In computer vision, the Deep Occlusion Estimation (DOC) model by Wang et al. (2016)46 is a notable deep-learning method that combines edge and orientation maps, employing a left-hand rule to encode border ownership. However, as discussed in Sect. “Border ownership coding” and “Monocular border ownership”, DOC does not closely align with neuroscience findings on border ownership properties and is limited to directed contours, making it more akin to category-selective segmentation than a comprehensive border ownership representation. In contrast, our coding method applies to any complex scenarios without such limitations, naturally integrating category selectivity along with border ownership in a manner consistent with biological vision (see Sect. “Category selectivity”).

The work by Arbeláez et al. (2011)1 represented a state-of-the-art approach for contour detection and image segmentation prior to the deep learning era.

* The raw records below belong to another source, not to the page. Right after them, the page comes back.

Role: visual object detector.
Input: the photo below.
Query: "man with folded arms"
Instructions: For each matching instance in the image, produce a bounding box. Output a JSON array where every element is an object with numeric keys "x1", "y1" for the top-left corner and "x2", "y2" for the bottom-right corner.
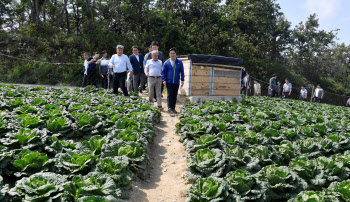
[
  {"x1": 109, "y1": 45, "x2": 133, "y2": 96},
  {"x1": 129, "y1": 46, "x2": 145, "y2": 94},
  {"x1": 162, "y1": 48, "x2": 185, "y2": 114},
  {"x1": 145, "y1": 50, "x2": 163, "y2": 110},
  {"x1": 86, "y1": 52, "x2": 100, "y2": 88}
]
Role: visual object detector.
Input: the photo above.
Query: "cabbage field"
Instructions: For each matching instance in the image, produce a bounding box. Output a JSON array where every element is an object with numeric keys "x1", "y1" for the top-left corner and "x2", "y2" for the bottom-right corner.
[
  {"x1": 0, "y1": 85, "x2": 160, "y2": 202},
  {"x1": 176, "y1": 97, "x2": 350, "y2": 202}
]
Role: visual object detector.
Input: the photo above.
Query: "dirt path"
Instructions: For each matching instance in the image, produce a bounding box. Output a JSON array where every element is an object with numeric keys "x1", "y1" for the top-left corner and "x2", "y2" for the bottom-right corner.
[{"x1": 130, "y1": 94, "x2": 190, "y2": 202}]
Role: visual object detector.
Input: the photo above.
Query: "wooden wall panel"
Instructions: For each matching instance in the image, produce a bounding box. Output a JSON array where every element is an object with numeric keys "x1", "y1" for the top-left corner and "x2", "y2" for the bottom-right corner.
[
  {"x1": 191, "y1": 89, "x2": 209, "y2": 95},
  {"x1": 213, "y1": 90, "x2": 239, "y2": 96},
  {"x1": 214, "y1": 77, "x2": 241, "y2": 85}
]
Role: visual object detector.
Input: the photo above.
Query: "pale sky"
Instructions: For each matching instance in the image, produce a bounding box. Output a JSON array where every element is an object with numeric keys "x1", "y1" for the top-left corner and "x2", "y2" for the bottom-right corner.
[{"x1": 277, "y1": 0, "x2": 350, "y2": 45}]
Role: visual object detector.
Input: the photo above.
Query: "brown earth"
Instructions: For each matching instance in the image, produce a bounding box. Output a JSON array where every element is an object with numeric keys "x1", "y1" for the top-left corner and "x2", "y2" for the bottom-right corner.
[{"x1": 130, "y1": 94, "x2": 191, "y2": 202}]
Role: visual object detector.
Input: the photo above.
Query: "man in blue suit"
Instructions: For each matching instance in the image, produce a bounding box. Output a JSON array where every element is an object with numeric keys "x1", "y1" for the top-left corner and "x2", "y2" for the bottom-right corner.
[
  {"x1": 129, "y1": 46, "x2": 145, "y2": 94},
  {"x1": 162, "y1": 48, "x2": 185, "y2": 114}
]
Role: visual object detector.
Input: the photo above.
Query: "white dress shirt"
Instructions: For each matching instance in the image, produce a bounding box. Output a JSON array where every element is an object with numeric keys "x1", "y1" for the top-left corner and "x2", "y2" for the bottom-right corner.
[
  {"x1": 283, "y1": 83, "x2": 292, "y2": 93},
  {"x1": 84, "y1": 60, "x2": 88, "y2": 75},
  {"x1": 145, "y1": 59, "x2": 162, "y2": 76},
  {"x1": 108, "y1": 54, "x2": 133, "y2": 73},
  {"x1": 300, "y1": 88, "x2": 307, "y2": 98},
  {"x1": 134, "y1": 54, "x2": 140, "y2": 62}
]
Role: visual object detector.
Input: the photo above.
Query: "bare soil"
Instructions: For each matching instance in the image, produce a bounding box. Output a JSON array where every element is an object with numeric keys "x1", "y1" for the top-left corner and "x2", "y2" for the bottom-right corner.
[{"x1": 130, "y1": 94, "x2": 191, "y2": 202}]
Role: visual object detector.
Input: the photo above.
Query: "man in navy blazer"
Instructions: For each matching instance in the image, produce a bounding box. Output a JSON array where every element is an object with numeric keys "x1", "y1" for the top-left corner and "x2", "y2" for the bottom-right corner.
[
  {"x1": 129, "y1": 46, "x2": 146, "y2": 94},
  {"x1": 162, "y1": 48, "x2": 185, "y2": 114}
]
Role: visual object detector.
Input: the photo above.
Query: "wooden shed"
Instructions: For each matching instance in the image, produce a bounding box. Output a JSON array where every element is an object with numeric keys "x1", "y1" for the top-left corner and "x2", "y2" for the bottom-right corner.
[{"x1": 178, "y1": 54, "x2": 243, "y2": 99}]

Their code and the Berkeley Segmentation Dataset (BSDS) have been integral to our research on border ownership. By adapting their code, we found T-junctions to be unreliable and overly complex as cues for border ownership, motivating our research for alternative approaches. As a byproduct, a set of sophisticated tools was developed for segmenting contours, which were later used to generate border ownership ground truth for our studies—a surprising and valuable outcome worth mentioning.

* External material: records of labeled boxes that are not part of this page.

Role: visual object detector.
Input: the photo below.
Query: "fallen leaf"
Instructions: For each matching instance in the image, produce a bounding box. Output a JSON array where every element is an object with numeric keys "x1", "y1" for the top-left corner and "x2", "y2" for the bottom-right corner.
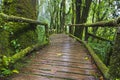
[
  {"x1": 57, "y1": 53, "x2": 62, "y2": 56},
  {"x1": 12, "y1": 69, "x2": 19, "y2": 73},
  {"x1": 99, "y1": 76, "x2": 104, "y2": 80},
  {"x1": 51, "y1": 68, "x2": 57, "y2": 74},
  {"x1": 84, "y1": 56, "x2": 89, "y2": 60}
]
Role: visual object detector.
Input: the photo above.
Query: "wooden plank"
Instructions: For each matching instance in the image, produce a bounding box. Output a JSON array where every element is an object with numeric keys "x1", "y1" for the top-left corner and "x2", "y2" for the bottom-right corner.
[{"x1": 69, "y1": 34, "x2": 109, "y2": 80}]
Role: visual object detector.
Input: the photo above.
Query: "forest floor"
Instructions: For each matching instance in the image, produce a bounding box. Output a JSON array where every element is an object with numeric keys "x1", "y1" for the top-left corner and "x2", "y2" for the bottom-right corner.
[{"x1": 11, "y1": 34, "x2": 100, "y2": 80}]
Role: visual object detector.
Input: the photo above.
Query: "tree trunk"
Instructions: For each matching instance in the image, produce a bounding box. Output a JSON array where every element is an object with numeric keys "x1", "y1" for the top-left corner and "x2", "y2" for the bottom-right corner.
[
  {"x1": 60, "y1": 0, "x2": 66, "y2": 32},
  {"x1": 109, "y1": 27, "x2": 120, "y2": 80},
  {"x1": 75, "y1": 0, "x2": 92, "y2": 39},
  {"x1": 69, "y1": 0, "x2": 75, "y2": 34},
  {"x1": 74, "y1": 0, "x2": 82, "y2": 38}
]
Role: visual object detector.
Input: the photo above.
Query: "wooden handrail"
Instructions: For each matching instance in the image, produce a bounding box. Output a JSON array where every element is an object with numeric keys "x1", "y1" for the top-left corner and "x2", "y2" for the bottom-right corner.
[
  {"x1": 87, "y1": 33, "x2": 112, "y2": 43},
  {"x1": 68, "y1": 17, "x2": 120, "y2": 27}
]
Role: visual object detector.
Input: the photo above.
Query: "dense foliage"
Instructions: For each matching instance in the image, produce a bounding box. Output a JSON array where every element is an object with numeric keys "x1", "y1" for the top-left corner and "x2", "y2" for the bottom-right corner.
[{"x1": 0, "y1": 0, "x2": 120, "y2": 79}]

Organization of this paper

In our prior work (Chen et al., 2022)6, we addressed a key aspect of border ownership: its representation. For completeness, a recap of that work is provided in Sect. Monocular border ownership”. Building upon this foundation, the present study investigates the remaining pieces of the puzzle surrounding border ownership-centered segmentation and their broader implications for neuroscience and computer vision. The main structure of the paper:

Sect. Border ownership”: Border ownership begins binocular vision (“Binocular vision and border ownership”), covering binocular disparity representation (“Binocular disparity”) and generation of binocular border ownership with disparity on contrast- and disparity-defined objects (“Binocular border ownership”). It then extends to illusory objects (“Illusory objects and illusory contours”) and analyzes the Rubin Face-Vase illusion (“Rubin Face-Vase illusion”), followed by experiments on contour-defined objects (“Contour objects”).

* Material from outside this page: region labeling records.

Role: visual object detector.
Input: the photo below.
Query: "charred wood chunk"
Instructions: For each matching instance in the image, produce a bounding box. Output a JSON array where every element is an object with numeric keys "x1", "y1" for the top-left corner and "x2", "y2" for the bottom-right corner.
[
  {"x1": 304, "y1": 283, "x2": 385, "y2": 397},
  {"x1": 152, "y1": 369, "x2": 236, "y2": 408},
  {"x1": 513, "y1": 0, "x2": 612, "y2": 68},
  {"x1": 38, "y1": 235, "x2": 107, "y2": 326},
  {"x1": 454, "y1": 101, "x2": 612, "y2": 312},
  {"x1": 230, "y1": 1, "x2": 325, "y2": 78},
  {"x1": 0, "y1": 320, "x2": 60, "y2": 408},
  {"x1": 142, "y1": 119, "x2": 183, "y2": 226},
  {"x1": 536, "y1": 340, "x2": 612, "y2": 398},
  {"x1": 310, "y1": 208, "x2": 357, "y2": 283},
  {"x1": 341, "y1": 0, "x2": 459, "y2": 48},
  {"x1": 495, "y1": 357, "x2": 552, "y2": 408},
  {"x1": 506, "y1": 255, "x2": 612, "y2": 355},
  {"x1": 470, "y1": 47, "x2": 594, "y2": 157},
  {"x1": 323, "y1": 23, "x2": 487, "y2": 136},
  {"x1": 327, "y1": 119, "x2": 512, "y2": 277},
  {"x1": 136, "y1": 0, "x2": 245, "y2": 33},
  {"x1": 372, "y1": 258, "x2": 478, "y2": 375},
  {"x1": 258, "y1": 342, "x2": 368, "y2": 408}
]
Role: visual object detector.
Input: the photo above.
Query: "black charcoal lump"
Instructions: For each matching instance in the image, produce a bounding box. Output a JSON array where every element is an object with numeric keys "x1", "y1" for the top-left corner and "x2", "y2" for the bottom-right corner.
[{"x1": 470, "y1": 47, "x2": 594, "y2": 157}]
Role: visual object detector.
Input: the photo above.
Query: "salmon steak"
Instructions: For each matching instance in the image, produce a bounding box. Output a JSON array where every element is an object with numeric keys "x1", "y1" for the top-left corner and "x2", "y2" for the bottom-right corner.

Sect. Integrative discussion – understanding of border ownership”: Integrative Discussion – Understanding of Border Ownership, consolidates key findings from Sect. “Border ownership” and offers a broader interpretation of border ownership from both neuroscientific and computational perspectives.

Sect. Surface filling-in”: Surface Filling-in, which introduces a feedforward framework linking border ownership signal to surface filling-in, grounded in the concept of hypothetical ‘active neurons (pixels)’.

Sect. A border ownership centered figure-ground organization model”: Border Ownership-Centered Model, where we propose an integrated model for figure-ground organization, bridging neuroscience-inspired concepts with computational efficiency.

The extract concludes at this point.